Routing packets that are sent over a link will need to be flooded to all other routers. Upon receiving a routing packet, each router forwards this packet to its neighboring routers. One obvious problem with this protocol is that if there is a loop in the graph (which there will be), messages will be sent around forever. To stop messages from propagating, each message can include a time to live (TTL) value. The TTL value must be decremented by each router before the router re-sends the message. Routers that generate initial messages can set the TTL value to be the number of routers in the system.
A complementary way to deal with the problem of endless flooding is to prohibit routers from sending messages with information which they have already sent. In this way, only the newly updated routers will resend a message to its neighboring routers.
You may choose whichever technique you prefer. Either way, it is a good idea to keep a count of the number of messages your router receives and forwards. Assuming you are using a network of size 10, then if you see thousands of messages, then you have a routing loop.

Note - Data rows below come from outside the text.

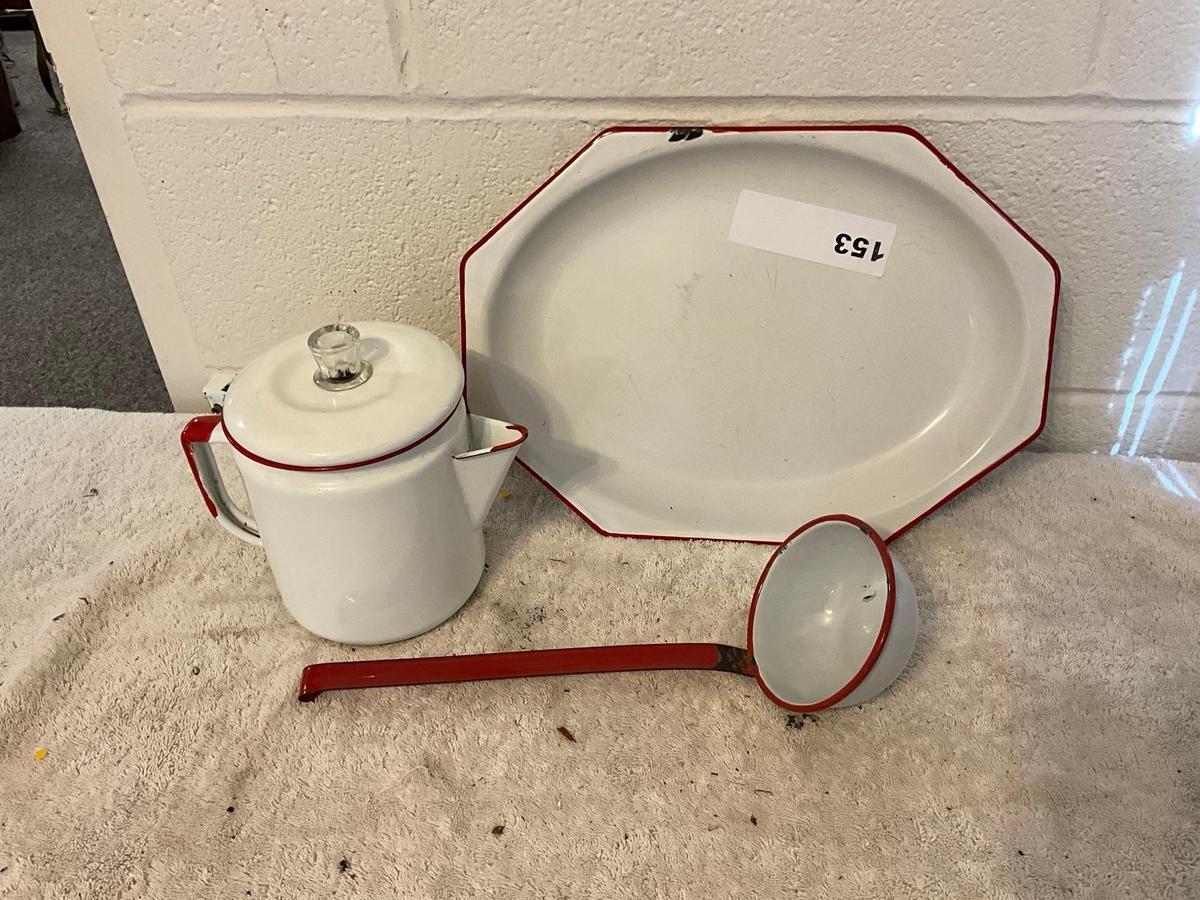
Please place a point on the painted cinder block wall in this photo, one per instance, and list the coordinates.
(270, 166)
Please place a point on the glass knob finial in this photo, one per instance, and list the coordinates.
(339, 354)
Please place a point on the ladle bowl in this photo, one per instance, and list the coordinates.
(833, 623)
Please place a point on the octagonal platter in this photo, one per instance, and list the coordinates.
(721, 333)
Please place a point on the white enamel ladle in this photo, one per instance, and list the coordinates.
(833, 623)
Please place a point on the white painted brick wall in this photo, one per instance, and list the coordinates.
(303, 160)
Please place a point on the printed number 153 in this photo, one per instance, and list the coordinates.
(857, 247)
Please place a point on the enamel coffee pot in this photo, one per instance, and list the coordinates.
(367, 478)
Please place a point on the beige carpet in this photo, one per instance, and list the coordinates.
(1043, 743)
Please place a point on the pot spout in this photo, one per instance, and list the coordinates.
(481, 469)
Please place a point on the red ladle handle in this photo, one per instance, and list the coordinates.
(522, 664)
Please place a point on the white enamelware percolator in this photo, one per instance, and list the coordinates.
(367, 478)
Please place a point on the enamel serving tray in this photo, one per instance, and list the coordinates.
(720, 333)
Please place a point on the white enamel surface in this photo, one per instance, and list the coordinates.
(382, 552)
(275, 409)
(819, 612)
(900, 643)
(676, 383)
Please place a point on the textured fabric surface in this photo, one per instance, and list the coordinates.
(1042, 743)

Once you have built this, have each router send a packet for each of its links to its neighbors. After you have waited for the routers to receive these messages, print the result. Each router should print a list of links that is the full connectivity map. If the nodes seem to take a long time to run and don't have complete information then you should check that your flooding algorithm is correctly implemented.
Step 4 : Computing the routing path
At this point, each node has the complete topology. Now we need the nodes to calculate how to send data packets. In addition to building the global map of the network, each router will also need to perform shortest-path calculation using Dijkstra's algorithm. Maintaining an up-to-date routing table computed in this way enables the router to perform next-hop routing to forward a packet towards its destination.
Step 5 : Forwarding packets
Finally, each router needs to be able to route packets by using its routing table. To forward a packet, the router looks into its routing table for the destination address on the packet. From the routing table it retrieves the address of the router where it should forward the packet. It then forwards the packet to that router.
For testing purposes, have each router send a packet to every other router. Using getruntime() record the start time of the packets that are sent. Also record the time that packets are received on the destination. You should check that every packet was successfully received at its destination.
Now, you can subtract the send times from the receive times to see the delay. Since the clocks on the nodes aren't synchronized, you may see large values or negative values. However, the total sum of these is the overall delay.
Step 6 : Using latency information when forwarding
If you measure the latency that packets take when forwarded over your network, you will observe that some links take a much longer time for packets to traverse than others. For example, you might have a path of two hops that goes from Washington to Korea to San Diego. This might be slower than a three hop path that goes Washington to Oregon to Berkeley to San Diego.
Instead of using the connectivity map from step 1, measure the latency information using allpairsping.repy (included in the demokit). You can include all links. Base the "cost" of routing on the latency instead of TTL / hop count to decide how to forward packets. A convenient way to do this is to first do the measurement with allpairsping.repy and then copy them into a file which your program reads. A better way is to have the nodes compute the latency to their neighbors and send this information out with the flooding messages.